TOKYO (Reuters) - At the Bank of Japan, it was the same old story. The BOJ held monetary settings steady at a policy review on Thursday and asked markets to have faith that inflation will hit its elusive 2 percent goal.
But board newcomer, Goushi Kataoka, wasn’t buying it.
A vocal advocate of aggressive easing who joined the board in July, Kataoka dissented in an 8-1 vote and argued against the central bank’s view that current policy was sufficient to boost inflation to its target.
BOJ Governor Haruhiko Kuroda, however, played down any suggestion of a fresh rift in the board that could further delay any plan by the central bank to dial back its massive stimulus.
Kuroda said he saw nothing wrong with having a dissenter in the board and stressed the BOJ’s resolve to maintain or even ramp up its massive stimulus programme.
“Price moves remain weak and there’s still some distance in achieving our price target. The BOJ will continue its powerful monetary easing to achieve 2 percent inflation at the earliest date possible,” Kuroda told a news conference.
“We will take further monetary easing steps if necessary.”
As widely expected, the BOJ decided to keep its short-term interest rate target at minus 0.1 percent and a pledge to guide 10-year government bond yields around zero percent under its yield curve control (YCC) policy.
The BOJ also maintained a loose pledge to keep buying bonds so its holdings increase at an annual pace of 80 trillion yen ($717.6 billion), diverting from the U.S. Federal Reserve’s plan to steadily pull back from crisis-era measures.
Kataoka expressed scepticism about the BOJ’s conviction on hitting 2 percent inflation.
“Given excess supply capacity remaining in the capital stock and labour market, monetary easing effects gained from the current yield curve aren’t enough to achieve 2 percent inflation around fiscal 2019,” as projected by the BOJ, Kataoka said in a statement announcing the policy decision.
The former economist did not propose lowering rates but said inflation was unlikely to accelerate toward 2 percent from next year, signalling the need for further easing steps to nudge up consumer inflation from current levels of around 0.5 percent.
Kataoka and former banker Hitoshi Suzuki, who voted with the majority of the board, replaced former market analysts Takahide Kiuchi and Takehiro Sato, who had voiced doubts on Kuroda’s radical monetary experiment.
“Kataoka is on his own for now and hasn’t proposed additional easing. It is a question of whether other board members swing to his side,” said Hiroshi Miyazaki, senior economist at Mitsubishi UFJ Morgan Stanley Securities.
“Kataoka has expressed doubt about the effects of YCC, which will spur some debate about how YCC is managed and could lead to some minor adjustments or talk about additional easing via another channel,” he said.
The announcement came hours after the Fed’s decision to leave interest rate unchanged and a signal it still expects one more increase by the end of the year, which pushed the dollar to a two-month high against the yen.
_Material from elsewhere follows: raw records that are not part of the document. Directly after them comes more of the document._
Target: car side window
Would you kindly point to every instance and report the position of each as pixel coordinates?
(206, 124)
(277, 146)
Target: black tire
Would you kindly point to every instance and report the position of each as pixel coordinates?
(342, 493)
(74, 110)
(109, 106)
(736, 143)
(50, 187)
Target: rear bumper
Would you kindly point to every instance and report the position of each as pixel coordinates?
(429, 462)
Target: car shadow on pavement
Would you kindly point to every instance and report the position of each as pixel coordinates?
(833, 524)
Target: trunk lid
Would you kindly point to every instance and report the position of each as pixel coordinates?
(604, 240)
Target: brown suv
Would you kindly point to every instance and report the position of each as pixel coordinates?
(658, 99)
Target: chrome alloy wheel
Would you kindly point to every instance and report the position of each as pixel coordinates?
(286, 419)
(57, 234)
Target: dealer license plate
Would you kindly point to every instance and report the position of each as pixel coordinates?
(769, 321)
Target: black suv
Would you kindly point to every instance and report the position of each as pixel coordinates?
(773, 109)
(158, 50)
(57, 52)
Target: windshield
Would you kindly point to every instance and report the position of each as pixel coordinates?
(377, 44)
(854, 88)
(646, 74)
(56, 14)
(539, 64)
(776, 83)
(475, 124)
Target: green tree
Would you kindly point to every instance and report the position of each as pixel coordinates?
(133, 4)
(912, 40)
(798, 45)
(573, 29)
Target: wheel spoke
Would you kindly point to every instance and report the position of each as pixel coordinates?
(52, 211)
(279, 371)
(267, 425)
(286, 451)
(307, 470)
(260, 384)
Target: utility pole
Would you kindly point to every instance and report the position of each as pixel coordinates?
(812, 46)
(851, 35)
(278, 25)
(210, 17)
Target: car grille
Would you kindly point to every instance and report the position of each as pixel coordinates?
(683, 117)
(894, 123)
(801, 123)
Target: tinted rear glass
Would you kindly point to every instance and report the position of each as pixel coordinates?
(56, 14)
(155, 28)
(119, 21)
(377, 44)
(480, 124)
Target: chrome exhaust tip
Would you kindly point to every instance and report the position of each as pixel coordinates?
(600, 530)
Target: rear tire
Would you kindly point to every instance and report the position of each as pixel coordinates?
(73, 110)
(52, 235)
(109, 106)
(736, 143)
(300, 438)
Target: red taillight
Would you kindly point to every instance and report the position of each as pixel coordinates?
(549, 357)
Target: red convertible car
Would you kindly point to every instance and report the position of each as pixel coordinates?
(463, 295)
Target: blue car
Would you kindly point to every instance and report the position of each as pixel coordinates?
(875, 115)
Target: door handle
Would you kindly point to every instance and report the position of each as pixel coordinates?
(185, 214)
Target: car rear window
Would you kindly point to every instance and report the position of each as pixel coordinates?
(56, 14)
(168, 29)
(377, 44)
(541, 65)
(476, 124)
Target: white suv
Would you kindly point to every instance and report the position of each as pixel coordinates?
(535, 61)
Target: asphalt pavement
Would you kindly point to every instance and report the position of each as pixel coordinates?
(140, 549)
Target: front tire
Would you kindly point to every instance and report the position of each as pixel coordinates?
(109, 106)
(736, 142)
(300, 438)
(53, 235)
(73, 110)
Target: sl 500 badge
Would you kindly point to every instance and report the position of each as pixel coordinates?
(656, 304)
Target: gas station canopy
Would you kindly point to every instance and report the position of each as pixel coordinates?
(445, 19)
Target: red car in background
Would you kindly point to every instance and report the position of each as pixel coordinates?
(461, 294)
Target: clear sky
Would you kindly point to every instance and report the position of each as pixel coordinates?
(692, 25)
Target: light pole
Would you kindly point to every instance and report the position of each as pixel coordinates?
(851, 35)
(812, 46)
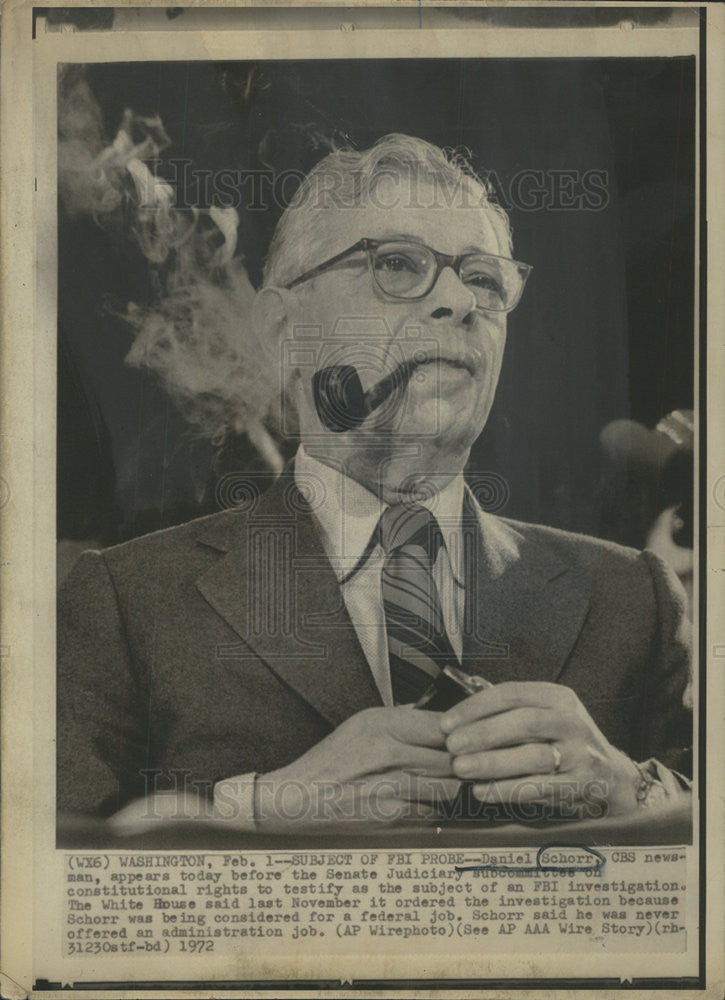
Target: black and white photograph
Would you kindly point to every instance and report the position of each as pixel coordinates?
(368, 407)
(376, 416)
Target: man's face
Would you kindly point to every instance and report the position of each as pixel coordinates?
(429, 426)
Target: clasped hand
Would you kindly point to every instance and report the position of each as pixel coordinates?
(517, 743)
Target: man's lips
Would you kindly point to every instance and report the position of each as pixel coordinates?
(398, 378)
(462, 364)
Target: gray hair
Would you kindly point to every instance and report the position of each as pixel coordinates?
(347, 178)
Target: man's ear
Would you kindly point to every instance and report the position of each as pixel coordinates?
(271, 320)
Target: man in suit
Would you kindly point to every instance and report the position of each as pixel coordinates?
(269, 658)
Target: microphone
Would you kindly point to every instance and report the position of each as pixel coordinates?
(341, 402)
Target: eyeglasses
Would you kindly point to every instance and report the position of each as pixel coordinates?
(407, 270)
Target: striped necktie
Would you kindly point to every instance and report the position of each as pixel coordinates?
(418, 646)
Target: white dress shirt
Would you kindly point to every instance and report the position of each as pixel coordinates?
(347, 514)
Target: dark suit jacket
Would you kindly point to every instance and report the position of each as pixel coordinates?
(223, 646)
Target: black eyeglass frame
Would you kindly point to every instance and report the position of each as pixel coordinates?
(443, 260)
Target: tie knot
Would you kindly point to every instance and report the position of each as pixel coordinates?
(410, 524)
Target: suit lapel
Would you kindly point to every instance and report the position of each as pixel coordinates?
(524, 605)
(276, 589)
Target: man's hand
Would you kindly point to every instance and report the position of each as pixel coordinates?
(380, 767)
(533, 742)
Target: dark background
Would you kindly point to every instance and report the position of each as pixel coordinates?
(604, 331)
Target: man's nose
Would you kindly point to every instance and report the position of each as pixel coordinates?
(450, 299)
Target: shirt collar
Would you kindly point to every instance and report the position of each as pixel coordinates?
(348, 513)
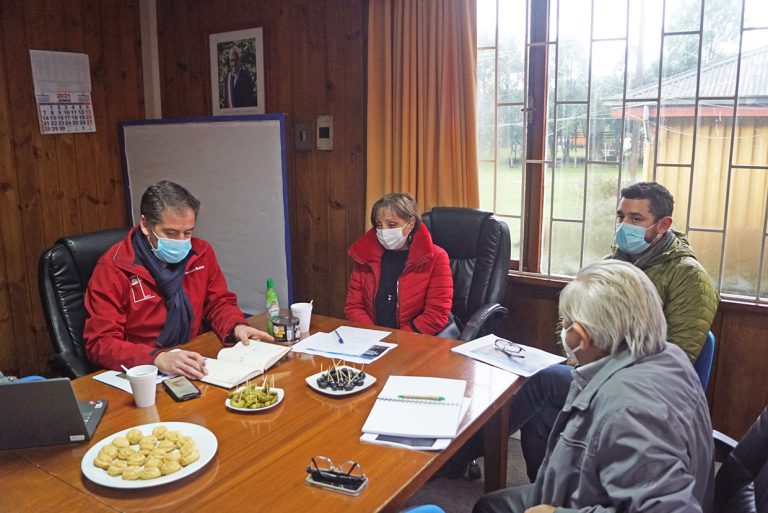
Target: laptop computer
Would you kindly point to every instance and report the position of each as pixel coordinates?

Kuroda said it was “natural” for central banks to take diverging policy paths since inflation expectations were not anchored at 2 percent in Japan, unlike in the United States and Europe where they were moving around that level.
Kuroda sidestepped questions on whether an expected snap election in Japan could affect the BOJ’s policies, saying only that the central bank’s chief mandate was to achieve its price target.
Government sources have told Reuters premier Shinzo Abe is considering calling a snap election as early as next month and will pledge to use some of the revenue from a scheduled sales tax hike in 2019 to fund spending on education and child care.
That would force the government to delay the timing for achieving its fiscal consolidation target, a set-back for Kuroda who has consistently called on the need to get Japan’s tattered fiscal house in order.
Some analysts say any delay in fiscal reform could put the central bank under pressure to keep borrowing costs ultra-low for longer than it wants.
Kuroda said that while fiscal and tax policies fell under the jurisdiction of the government, restoring fiscal health was the most important aspect of fiscal policy.
“Fiscal discipline could affect market trust in Japanese government bonds,” he said.
“Theoretically, there’s a risk interest rates may rise if confidence in the Japanese government bond market is eroded.”